Suddenly, it’s all gone a bit Star Wars, and I mean that as a good thing. It’s a story with momentum, full of cool concepts and images, driven along by strong characters who have a simple and awesome goal: to overthrow an empire.

Tal’s gallows-humour narrative voice gains extra pathos given the bitter years that have passed. Our characters come to realise that to overthrow the evil empire there’s one man they are going to need on their side: Sethennai. Damn! They’ve just got over that guy, and now they have to go back and beg him for help.

The map

This time, the plot is simpler and the story stronger; still, some of the twists and turns towards the end have gone fuzzy in my memory just a few months after I read it.
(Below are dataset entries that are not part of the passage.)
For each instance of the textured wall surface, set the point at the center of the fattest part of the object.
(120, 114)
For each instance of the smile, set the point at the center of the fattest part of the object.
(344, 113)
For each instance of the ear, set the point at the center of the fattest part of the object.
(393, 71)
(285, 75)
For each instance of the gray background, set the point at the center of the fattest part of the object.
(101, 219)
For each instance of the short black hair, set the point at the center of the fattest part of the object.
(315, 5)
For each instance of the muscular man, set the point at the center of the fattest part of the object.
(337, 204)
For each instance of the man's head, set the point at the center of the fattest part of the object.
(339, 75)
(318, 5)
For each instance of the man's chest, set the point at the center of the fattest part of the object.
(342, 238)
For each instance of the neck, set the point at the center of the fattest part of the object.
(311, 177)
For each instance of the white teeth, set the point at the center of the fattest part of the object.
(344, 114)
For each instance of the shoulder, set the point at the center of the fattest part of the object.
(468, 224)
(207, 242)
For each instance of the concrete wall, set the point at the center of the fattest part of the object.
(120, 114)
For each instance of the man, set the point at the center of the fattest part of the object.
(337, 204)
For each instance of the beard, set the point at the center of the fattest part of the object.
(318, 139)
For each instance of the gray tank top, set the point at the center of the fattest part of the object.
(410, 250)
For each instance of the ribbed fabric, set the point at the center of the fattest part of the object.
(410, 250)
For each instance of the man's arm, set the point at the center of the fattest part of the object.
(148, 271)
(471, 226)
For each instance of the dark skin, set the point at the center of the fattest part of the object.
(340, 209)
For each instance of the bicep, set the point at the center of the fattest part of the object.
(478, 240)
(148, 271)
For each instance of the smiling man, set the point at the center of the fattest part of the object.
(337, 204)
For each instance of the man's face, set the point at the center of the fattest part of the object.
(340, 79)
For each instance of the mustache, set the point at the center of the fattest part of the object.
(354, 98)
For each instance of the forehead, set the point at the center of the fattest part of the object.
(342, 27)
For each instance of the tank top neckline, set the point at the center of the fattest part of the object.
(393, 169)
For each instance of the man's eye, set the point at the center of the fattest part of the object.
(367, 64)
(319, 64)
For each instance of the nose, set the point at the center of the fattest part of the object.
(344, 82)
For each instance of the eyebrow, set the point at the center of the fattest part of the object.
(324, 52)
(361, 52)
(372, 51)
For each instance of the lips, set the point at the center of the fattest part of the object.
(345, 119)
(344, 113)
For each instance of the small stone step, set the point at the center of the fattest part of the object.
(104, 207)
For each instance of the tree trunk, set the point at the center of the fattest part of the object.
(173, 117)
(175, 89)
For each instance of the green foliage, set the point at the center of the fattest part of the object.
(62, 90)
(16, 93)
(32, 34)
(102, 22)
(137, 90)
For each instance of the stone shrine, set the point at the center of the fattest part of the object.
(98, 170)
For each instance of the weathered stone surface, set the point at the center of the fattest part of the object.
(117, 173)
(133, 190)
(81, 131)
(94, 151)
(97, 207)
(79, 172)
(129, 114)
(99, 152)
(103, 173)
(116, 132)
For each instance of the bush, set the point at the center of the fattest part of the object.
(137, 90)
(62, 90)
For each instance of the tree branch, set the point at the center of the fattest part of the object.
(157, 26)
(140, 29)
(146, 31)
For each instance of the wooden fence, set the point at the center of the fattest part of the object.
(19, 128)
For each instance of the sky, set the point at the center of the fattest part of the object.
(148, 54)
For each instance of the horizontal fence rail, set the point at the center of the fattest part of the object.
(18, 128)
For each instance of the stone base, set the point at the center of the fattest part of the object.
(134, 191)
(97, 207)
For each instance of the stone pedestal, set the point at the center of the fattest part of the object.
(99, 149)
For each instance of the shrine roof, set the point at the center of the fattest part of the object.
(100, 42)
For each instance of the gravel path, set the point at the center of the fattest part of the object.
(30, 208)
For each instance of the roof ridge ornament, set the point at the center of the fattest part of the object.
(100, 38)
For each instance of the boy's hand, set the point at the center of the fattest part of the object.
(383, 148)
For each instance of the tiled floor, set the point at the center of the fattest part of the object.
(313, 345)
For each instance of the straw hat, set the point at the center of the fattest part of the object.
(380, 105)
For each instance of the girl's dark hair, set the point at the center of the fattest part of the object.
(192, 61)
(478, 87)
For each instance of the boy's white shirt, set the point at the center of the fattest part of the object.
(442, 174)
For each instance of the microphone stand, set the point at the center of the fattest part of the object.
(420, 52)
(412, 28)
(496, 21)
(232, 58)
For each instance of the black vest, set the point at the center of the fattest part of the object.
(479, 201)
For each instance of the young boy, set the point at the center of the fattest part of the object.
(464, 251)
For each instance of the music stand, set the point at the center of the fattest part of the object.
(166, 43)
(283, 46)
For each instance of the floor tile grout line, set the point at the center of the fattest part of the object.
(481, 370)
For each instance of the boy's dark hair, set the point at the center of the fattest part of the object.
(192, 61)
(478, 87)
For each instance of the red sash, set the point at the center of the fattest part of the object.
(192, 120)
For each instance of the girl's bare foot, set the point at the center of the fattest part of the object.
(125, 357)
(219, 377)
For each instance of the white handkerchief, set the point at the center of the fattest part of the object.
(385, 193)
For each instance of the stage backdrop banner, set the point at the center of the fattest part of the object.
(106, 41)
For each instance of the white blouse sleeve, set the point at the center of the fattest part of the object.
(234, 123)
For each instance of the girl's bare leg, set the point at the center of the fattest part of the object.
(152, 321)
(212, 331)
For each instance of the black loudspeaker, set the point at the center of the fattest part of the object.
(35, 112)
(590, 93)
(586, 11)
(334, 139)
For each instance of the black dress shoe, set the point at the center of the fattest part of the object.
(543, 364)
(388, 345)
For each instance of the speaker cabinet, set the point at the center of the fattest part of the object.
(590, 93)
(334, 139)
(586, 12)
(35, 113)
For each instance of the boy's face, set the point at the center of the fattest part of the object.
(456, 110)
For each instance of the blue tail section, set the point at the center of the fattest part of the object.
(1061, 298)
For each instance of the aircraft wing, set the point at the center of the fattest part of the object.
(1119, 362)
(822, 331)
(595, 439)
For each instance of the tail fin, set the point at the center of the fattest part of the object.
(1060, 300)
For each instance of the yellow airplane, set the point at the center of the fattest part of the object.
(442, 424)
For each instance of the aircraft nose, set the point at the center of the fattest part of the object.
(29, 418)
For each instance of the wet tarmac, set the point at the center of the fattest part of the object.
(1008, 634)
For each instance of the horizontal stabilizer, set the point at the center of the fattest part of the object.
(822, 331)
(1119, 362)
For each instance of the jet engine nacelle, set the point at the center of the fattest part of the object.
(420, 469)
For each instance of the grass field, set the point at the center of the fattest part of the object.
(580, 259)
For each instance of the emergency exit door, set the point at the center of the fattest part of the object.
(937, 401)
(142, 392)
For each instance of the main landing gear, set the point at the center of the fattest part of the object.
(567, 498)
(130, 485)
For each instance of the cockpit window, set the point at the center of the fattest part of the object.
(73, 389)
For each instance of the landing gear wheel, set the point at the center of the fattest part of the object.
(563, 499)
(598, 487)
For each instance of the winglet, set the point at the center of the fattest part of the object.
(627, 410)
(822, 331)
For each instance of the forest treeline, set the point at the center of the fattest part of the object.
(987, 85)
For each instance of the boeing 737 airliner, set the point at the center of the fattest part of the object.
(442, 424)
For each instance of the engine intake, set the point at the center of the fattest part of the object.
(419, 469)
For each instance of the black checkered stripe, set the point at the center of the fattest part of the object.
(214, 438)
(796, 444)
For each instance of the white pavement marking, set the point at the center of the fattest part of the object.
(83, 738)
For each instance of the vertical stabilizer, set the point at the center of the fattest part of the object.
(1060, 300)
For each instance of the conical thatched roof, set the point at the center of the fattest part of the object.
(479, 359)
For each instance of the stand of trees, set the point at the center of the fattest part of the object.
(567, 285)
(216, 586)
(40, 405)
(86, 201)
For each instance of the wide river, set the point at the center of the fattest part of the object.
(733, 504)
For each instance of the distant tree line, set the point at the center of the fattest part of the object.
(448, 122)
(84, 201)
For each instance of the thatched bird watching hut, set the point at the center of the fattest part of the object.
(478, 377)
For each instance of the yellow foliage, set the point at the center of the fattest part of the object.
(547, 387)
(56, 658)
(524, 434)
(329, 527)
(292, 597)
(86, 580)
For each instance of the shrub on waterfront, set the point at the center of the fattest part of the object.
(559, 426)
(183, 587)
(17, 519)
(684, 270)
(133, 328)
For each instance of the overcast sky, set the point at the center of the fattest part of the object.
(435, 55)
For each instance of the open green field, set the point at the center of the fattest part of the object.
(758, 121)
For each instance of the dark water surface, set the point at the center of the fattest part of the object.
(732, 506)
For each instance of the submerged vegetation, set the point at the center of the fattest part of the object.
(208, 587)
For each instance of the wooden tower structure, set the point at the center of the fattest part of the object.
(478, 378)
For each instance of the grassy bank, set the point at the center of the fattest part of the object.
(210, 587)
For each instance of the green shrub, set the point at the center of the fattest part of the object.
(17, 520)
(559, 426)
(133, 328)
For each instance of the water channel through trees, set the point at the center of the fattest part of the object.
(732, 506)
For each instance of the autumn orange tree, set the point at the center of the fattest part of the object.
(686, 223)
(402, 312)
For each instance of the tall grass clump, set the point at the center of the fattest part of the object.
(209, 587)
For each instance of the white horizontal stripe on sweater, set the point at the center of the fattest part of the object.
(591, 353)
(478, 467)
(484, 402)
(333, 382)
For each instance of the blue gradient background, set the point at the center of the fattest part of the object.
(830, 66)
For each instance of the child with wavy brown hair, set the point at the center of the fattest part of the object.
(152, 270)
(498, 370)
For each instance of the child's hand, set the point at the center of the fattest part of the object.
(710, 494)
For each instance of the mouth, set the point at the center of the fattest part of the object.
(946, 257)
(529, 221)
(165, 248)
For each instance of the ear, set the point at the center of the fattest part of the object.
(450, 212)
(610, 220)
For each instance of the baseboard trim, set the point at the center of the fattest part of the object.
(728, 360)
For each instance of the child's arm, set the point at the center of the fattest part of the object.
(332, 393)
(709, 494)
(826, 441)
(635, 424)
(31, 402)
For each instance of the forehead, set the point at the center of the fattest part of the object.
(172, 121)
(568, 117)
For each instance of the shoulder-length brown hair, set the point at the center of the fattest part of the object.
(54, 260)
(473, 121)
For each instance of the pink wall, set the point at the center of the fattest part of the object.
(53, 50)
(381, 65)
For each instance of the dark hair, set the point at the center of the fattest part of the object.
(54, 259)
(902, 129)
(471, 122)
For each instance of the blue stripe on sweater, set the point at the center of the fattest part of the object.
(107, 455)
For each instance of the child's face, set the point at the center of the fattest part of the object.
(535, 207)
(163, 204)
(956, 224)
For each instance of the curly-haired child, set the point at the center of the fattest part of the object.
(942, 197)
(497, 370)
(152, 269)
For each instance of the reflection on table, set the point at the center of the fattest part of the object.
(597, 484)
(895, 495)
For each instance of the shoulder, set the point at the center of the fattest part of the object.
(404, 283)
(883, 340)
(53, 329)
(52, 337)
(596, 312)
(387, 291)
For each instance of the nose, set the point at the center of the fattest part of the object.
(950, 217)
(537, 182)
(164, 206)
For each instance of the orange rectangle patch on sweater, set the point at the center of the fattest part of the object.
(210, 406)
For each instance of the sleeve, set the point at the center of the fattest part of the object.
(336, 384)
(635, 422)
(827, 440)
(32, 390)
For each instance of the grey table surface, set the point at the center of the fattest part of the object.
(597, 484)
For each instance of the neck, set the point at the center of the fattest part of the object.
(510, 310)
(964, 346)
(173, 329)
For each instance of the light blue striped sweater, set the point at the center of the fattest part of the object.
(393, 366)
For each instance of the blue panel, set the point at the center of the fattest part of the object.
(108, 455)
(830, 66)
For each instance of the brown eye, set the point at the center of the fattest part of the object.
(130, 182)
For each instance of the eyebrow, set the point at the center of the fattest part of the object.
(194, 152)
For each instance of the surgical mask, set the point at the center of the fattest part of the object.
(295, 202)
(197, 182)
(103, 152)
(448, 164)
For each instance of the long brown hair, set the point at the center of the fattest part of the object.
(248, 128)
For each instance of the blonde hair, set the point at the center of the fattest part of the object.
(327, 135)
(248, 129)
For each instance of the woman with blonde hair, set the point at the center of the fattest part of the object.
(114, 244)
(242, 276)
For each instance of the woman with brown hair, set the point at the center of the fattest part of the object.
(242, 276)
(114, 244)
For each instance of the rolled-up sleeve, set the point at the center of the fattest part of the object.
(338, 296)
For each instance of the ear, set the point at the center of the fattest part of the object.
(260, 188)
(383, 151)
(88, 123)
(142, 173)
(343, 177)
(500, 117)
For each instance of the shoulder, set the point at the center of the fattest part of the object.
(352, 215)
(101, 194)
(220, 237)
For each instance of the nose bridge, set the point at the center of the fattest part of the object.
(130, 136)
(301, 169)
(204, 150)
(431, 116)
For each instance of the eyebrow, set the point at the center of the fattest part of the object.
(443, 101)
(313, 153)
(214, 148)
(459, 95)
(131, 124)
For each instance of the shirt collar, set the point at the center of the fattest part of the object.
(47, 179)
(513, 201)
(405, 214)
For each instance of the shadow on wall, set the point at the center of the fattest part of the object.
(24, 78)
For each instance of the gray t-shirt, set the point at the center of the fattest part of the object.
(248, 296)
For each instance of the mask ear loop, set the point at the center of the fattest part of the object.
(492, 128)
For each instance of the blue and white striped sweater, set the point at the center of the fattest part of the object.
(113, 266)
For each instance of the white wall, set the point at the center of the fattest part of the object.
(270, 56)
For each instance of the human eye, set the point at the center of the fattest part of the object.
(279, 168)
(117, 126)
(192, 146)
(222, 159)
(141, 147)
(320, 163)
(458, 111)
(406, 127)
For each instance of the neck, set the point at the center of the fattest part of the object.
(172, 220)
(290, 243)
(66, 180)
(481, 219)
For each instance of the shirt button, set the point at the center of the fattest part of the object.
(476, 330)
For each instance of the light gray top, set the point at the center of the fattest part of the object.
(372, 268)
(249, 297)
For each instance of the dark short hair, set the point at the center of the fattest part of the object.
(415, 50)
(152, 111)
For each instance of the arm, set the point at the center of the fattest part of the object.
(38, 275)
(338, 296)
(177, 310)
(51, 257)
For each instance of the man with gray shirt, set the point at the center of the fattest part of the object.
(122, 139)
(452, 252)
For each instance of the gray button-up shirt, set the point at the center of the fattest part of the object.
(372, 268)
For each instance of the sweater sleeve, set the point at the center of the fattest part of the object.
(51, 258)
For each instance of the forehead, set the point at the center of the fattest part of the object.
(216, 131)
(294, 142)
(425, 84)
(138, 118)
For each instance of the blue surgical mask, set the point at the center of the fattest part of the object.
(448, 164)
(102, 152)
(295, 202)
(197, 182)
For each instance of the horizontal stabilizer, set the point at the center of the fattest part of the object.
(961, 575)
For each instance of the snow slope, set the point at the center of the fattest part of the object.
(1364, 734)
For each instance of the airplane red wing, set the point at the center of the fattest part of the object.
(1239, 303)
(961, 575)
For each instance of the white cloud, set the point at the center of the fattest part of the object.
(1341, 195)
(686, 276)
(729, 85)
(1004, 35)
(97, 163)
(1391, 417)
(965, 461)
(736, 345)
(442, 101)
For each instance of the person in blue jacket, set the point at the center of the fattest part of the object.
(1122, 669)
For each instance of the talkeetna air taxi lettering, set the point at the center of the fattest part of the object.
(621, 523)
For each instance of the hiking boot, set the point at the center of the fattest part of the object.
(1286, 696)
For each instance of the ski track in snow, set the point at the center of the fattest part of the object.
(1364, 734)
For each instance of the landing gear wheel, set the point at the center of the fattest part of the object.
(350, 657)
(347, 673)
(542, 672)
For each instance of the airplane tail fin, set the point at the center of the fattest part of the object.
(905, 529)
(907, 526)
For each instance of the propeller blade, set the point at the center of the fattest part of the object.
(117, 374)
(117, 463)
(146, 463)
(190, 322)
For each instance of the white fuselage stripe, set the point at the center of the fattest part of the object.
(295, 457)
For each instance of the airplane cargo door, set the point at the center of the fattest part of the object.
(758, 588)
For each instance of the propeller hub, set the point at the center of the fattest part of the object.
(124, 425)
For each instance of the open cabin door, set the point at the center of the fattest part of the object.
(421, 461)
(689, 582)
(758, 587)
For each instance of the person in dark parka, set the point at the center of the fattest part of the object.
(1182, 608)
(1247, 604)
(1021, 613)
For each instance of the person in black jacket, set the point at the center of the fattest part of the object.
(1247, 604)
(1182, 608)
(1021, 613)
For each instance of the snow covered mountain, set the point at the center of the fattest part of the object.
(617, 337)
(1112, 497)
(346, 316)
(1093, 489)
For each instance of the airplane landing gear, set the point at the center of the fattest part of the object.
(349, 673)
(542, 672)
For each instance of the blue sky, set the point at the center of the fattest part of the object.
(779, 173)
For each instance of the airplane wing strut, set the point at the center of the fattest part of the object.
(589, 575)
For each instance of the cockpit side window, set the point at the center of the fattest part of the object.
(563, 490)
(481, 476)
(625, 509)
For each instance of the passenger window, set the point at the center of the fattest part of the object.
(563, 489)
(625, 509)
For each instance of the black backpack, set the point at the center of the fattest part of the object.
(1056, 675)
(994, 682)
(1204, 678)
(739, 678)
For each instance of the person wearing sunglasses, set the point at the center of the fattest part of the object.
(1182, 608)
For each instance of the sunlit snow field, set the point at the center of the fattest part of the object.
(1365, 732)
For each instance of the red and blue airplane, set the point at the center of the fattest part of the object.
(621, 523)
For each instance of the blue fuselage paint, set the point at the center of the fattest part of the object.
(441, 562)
The Thousand Eyes is more about the fate of cities and religions and nations than was The Unspoken Name. For all that, the political world-building is not entirely to my taste. Political struggles are not moved by socio-economic forces or institutions. The destinies of leaders and empires are decided by a handful of characters, by their command of magic and not their command of the state apparatus; by their relationships with each other, not by their relationship with the means of production. The people, in theory, matter. But even the wealthy and powerful don’t have any real deciding power over the outcome of events.

And given the way the story is put together, it would be unsatisfying if they did; while there is an epic struggle at the heart of it, this remains a story about a small circle of friends and frenemies. The stakes are always first and foremost personal.

I’m really looking forward to the third book and I gladly recommend the first two.